Ovviamente la situazione è diversa da allora, ma le minacce del Governo Usa all’indipendenza degli atenei sono reali e stanno spingendo molti ricercatori a porsi il problema di dove continuare il proprio lavoro. Il piano presentato dalla ministra Bernini è un segnale importante, ma le dimensioni contano in un’epoca in cui le risorse non sono sufficienti. È evidente che dobbiamo puntare a un piano su scala europea perché abbiamo una grande opportunità per recuperare il ritardo in tanti settori, in particolare sull’intelligenza artificiale che peraltro le Università in collaborazione anche con il Corriere della sera insieme al Cineca hanno già presentato.
Viviamo un’epoca di profondi cambiamenti culturali, sociali e tecnologici. In questo contesto in continua evoluzione il sapere e la formazione permanente diventano strumenti fondamentali non solo per il progresso individuale, ma anche per la crescita collettiva della nostra società.
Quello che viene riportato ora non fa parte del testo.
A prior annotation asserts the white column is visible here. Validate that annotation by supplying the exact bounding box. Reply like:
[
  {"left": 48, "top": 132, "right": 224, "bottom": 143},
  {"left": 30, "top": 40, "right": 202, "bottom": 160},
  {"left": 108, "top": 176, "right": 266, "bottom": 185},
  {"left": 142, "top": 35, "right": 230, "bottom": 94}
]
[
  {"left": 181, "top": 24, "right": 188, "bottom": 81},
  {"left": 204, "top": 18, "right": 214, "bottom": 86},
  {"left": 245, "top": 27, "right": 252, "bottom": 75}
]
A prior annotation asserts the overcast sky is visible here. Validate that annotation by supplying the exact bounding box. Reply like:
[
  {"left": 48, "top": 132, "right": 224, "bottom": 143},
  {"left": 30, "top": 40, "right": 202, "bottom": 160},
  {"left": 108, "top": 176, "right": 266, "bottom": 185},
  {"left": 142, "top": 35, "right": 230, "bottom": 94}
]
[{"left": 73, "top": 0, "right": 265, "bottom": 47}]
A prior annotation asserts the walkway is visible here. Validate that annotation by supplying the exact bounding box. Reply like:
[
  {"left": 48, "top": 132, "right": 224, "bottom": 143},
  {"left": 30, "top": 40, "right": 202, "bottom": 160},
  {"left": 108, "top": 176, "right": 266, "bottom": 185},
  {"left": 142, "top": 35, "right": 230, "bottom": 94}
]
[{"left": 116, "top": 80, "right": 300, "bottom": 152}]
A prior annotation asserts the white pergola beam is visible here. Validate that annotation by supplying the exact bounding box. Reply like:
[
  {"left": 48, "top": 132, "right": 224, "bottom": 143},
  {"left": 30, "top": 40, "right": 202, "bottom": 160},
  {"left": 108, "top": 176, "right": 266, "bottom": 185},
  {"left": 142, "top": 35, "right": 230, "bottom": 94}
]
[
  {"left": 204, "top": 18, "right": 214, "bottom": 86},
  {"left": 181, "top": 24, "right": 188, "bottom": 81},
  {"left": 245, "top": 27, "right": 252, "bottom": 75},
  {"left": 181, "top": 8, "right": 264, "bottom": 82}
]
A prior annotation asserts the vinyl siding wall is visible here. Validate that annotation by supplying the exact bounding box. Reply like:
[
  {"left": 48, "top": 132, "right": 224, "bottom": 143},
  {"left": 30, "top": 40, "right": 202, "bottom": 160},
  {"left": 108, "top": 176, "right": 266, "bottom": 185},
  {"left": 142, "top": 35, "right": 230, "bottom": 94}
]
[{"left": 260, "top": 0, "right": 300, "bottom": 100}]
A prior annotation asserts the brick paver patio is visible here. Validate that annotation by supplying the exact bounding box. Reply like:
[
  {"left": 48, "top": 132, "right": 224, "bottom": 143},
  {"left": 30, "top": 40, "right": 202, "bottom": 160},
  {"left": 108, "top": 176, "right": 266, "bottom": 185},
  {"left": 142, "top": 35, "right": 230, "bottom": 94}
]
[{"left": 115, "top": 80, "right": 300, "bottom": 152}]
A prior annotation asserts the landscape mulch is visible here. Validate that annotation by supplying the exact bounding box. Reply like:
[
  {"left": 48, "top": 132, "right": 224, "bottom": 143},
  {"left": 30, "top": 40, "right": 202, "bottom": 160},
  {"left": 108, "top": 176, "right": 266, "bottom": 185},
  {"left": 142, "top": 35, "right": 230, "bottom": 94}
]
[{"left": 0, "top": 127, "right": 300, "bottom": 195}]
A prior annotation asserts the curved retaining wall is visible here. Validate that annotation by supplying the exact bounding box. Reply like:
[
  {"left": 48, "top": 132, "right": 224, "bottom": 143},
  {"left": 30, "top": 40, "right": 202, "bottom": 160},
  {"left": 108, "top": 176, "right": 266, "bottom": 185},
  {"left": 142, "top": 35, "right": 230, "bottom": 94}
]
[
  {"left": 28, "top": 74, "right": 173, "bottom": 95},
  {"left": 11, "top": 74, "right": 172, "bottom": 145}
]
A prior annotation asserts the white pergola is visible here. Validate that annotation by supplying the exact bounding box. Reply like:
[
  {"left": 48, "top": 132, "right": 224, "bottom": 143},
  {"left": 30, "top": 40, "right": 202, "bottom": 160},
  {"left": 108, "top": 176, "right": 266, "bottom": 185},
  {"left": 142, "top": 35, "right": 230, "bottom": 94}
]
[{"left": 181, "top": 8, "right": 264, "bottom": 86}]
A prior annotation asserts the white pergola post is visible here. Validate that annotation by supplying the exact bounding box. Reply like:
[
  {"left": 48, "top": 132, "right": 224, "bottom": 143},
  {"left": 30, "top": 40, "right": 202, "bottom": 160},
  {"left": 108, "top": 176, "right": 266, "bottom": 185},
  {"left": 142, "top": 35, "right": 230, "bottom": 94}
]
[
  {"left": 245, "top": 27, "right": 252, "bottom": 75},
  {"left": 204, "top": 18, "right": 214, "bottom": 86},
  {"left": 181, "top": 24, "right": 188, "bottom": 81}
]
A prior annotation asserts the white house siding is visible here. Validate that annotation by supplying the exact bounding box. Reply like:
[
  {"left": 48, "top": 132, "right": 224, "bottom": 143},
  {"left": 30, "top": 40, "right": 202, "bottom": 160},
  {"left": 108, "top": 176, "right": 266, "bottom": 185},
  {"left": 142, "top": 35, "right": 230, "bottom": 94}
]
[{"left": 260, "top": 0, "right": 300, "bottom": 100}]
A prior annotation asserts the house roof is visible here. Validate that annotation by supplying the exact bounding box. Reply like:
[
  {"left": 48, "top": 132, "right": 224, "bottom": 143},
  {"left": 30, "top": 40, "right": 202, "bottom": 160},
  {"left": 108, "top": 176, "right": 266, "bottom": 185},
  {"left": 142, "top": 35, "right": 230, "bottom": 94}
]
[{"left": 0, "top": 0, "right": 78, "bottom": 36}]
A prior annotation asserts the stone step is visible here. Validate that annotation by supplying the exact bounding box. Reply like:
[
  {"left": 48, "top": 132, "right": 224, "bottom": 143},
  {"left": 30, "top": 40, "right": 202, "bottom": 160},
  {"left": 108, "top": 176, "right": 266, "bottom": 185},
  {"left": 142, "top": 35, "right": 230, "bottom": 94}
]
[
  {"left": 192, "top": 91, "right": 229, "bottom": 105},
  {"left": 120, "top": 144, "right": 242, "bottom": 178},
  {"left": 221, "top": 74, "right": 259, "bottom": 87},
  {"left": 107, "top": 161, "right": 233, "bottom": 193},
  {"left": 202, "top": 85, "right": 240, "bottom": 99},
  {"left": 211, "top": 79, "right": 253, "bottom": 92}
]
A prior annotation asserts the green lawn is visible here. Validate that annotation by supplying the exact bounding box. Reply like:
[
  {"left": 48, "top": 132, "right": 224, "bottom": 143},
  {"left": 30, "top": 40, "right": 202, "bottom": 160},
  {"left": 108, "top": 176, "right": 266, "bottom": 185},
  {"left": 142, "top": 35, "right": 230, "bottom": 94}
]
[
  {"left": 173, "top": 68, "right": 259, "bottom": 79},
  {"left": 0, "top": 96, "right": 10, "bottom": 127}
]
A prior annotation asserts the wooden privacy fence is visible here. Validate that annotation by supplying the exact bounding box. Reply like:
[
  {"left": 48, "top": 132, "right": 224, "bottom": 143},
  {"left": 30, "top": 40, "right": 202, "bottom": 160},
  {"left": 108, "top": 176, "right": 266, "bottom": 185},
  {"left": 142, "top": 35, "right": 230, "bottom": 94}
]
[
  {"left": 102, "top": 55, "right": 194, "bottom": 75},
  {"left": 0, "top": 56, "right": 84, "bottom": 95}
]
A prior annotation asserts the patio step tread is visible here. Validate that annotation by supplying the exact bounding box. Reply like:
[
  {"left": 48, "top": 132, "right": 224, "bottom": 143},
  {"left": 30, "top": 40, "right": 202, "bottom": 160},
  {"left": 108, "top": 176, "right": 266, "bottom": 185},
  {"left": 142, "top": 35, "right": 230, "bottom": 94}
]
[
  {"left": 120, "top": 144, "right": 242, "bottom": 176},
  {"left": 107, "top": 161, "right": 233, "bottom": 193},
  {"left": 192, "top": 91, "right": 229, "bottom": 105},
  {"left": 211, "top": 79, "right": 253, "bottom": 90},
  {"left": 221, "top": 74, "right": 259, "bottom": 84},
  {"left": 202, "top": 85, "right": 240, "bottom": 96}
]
La missione della nostra Università – promuovere l’accesso alla conoscenza, valorizzare i talenti e favorire lo sviluppo di competenze trasversali – si conferma oggi più attuale che mai perché abbiamo rafforzato la nostra offerta formativa, investito in tecnologie didattiche all’avanguardia e stretto nuove collaborazioni accademiche nazionali e internazionali.
È un non senso la contrapposizione negli atenei dei ricercatori “contro il precariato”. Il ddl 1240 Bernini introduce nuovi strumenti contrattuali che garantiscono anche l’assunzione dei dottorandi e dei giovani ricercatori con una flessibilità che la legge precedente ha reso rigido permettendo di partecipare a progetti internazionali: la proposta Bernini è stata presentata già un anno fa e sono state eseguite consultazioni e proposte per trovare soluzioni insieme e rafforzare le competenze e dare ai ricercatori certezze di diritto introducendo nuove categorie di ricercatori con contratti flessibili.
Nel 2022 il governo di Mario Draghi approvò la legge 79, che abolì i contratti dei ricercatori a tempo determinato di tipo diverso e gli assegni di ricerca per introdurre il cosiddetto contratto di ricerca con maggiori tutele, ma mai realizzato per mancanza di risorse. Considerato che nei prossimi mesi scadranno i contratti di migliaia di ricercatori a tempo determinato, i fondi sono sufficienti solo per pochi di loro e quindi non bastano per stabilizzare tutti i lavoratori precari. Dunque è necessario trovare un’intesa per sbloccare il ddl 1240 che contiene novità per le varie tipologie di ricercatori, come gli assegnisti, i ricercatori su progetto, e tempistiche legate all’obiettivo della formazione universitaria e l’assunzione a tempo indeterminato anche nel privato.
La legge Bernini, chiamata anche “riforma del pre-ruolo universitario”, vorrebbe introdurre nuove categorie di ricercatori: il “professore aggiunto”, con un contratto da tre mesi a tre anni; i ricercatori con un contratto post-doc, simile al vecchio assegno di ricerca; borse di ricerca junior e senior, sempre a tempo determinato. Per la maggior parte di queste categorie si prevede che i contratti vengano attivati con una chiamata diretta di chi gestisce i fondi di ricerca nazionali o internazionali, senza bandi.
Chi difende la riforma – i rettori, per esempio – sostiene che la possibilità di stipulare il solo contratto nazionale di ricerca limiti l’assunzione di ricercatori, perché quel contratto è poco flessibile e troppo costoso per le università. Secondo le assemblee di ricercatori e ricercatrici che negli ultimi mesi hanno organizzato proteste in tutta Italia, il problema è che i fondi per la ricerca sono semplicemente pochi e molti meno di quanti ne servirebbero. Ma in tempi di difficoltà finanziarie per tutti dobbiamo cercare di trovare comunque un accordo.